Иногда утром он радовался любым стабильным эмоциям. Например, он нежно любил очки из последней коллекции tom ford. Он увидел их в магазине и купил к ним самую обыкновенную черную майку в секонд-хенд через дорогу. Дома он достал золотые часы, разрезал на коленях черные джинсы и рассмотрел себя в зеркало со всех сторон. Затем пошел в ванную, взял ножницы, подрезал воротник майки так, чтобы он был потрепан и изношен. Будто это его любимые вещи. Антонио подрезал волосы, чтобы они падали на глаза. Старыми вещами ярких цветов из прошлой жизни он набил пакеты для строительного мусора. В то утро он прошел в последний раз к машине с Терезой под руку. Она не удивлялась причудам сына, во всем принимала его.
– Надо зашить вот здесь, – сказала она, поглаживая Антонио по колену, когда они ехали уже со службы домой.
– Нет, мам…
– Я знаю, я пошутила, – улыбнулась она.
В окне промелькнули однокурсники Антонио из прошлой жизни, которые были с ним в одном гольф клубе.
– Ты не пойдешь? – спросила Тереза. – Ну, как хочешь, клубная карта на целый год, – она улыбнулась.
Антонио тут же полез в карман разорванных джинсов и достал карту из кошелька.
– Нет, ну пожалуйста, не надо, – просила Тереза, не давая ему открыть форточку.
Через неделю, карту вернули с длинным письмом о счастливом случае и радостной находке. Тереза положила это письмо на стол у кровати сына. Антонио прочитал внимательно, выражение его лица было сходным с тем, когда он читал тетрадь, в которой ловко и жестоко описываются убийства.
– Мама, меня это убивает, – сказал Антонио. – Меня это убивает, мама.
Тереза смотрела, как он плачет, хотя недавно еще так мирно спал, радовался тому, что поступил на международное право, что родилась Элена, что выпал первый зуб, что он научился плавать и даже нырять под воду.
– Антонио, что с тобой, Антонио…
Антонио с загадочной улыбкой подошел к Виктору. Он знал, что Виктор из многодетной семьи, поэтому спрашивал обычно «как семья», имея в виду всех сразу, и не вдавался в подробности. Виктор так и не женился. Отец Антонио называл его «старым волком». Антонио решил зайти издалека.
– Мы тут с однокурсниками пишем доклад про Афганистан, – начал Антонио, – вот, там обстановочка, сам понимаешь, требует изучения. Вот, и мы не помню, как дошли до этого, в общем, было бы круто вписать пару частных историй. Что скажешь? Это я предложил. Может, ты расскажешь? Я знаю, ты крутой парень, не любишь трепаться о таком. Это война, но мы же должны изучать опыт предыдущих поколений, чтобы не совершать ошибки, – закончил Антонио.
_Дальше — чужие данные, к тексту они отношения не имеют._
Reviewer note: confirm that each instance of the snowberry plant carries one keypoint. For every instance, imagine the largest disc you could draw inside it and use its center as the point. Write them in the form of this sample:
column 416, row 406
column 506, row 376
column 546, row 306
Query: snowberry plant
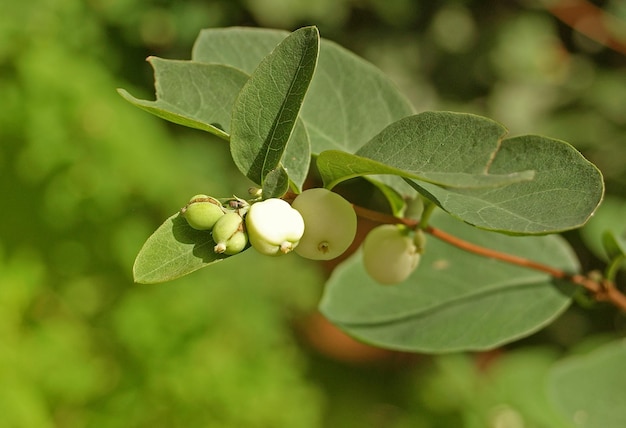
column 480, row 264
Виктор посмотрел, как он крутит в руках ключи от машины, затем на двух парней на лужайке. Один, длинный, снова натянул капюшон на голову, будто он мерз, из-под которого торчали провода из волос. Второй, в длинной майке и прической, будто на дворе шестидесятые. Хороший мальчик, подумал Виктор. Явно не из этой компании.
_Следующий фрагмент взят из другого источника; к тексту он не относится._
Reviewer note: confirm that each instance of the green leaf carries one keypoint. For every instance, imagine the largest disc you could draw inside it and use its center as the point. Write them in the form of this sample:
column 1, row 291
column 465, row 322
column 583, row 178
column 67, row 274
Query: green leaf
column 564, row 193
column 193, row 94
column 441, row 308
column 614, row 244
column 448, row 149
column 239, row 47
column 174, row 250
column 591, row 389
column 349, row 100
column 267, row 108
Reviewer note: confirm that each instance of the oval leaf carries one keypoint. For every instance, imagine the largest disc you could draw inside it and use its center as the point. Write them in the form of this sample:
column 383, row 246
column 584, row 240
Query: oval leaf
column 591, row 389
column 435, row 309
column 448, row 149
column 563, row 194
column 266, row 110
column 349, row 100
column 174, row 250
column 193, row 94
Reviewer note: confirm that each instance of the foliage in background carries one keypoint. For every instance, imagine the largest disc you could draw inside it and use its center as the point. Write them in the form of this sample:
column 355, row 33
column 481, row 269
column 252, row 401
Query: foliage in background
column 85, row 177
– А сейчас вы как раз собираетесь в библиотеку? – хладнокровно спросил Виктор.
Антонио вздохнул. Он засунул руки в карманы, ему сразу захотелось уйти и прилечь в своей комнате, оставить всех, только бы ничего не объяснять.
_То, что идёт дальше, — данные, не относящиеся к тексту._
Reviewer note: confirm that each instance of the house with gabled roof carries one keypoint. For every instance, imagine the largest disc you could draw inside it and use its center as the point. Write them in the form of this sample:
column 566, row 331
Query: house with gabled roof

– Что тебе нужно, Антонио?
– Вик, – Антон подошел ближе, загораживая своих новых приятелей.
– Я просил так не называть меня, – Виктор строго посмотрел на Антонио, но уткнулся лишь в свое отражение в его очках, и отвел глаза.
– Ну, я помню. Вик, мне очень нужно кое-что спросить у тебя, только честно. Можешь сказать хотя бы «нет» или «да», хорошо? – заискивал Антонио.
Виктор кивнул.
– Ты убивал на войне?
Виктор повернул голову на бок и стал рассматривать Антонио под углом, как-то с другой стороны и его приятелей, и вообще мысли побежали самые разные. От долга и чувства вины, до того, как не стать свидетелем какой-нибудь трагедии в этой семье. Виктор даже подумал, как будет искать другую работу. Вспомнил номер телефона своего армейского друга, который устроился в исправительное учреждение и жаловался на депрессию от того, что видел там, хотя и гордился, что участвует в перевоспитании, стараясь не быть грубым с осужденными, благо режим в колонии был общий и сидели воры, наркоманы и мошенники.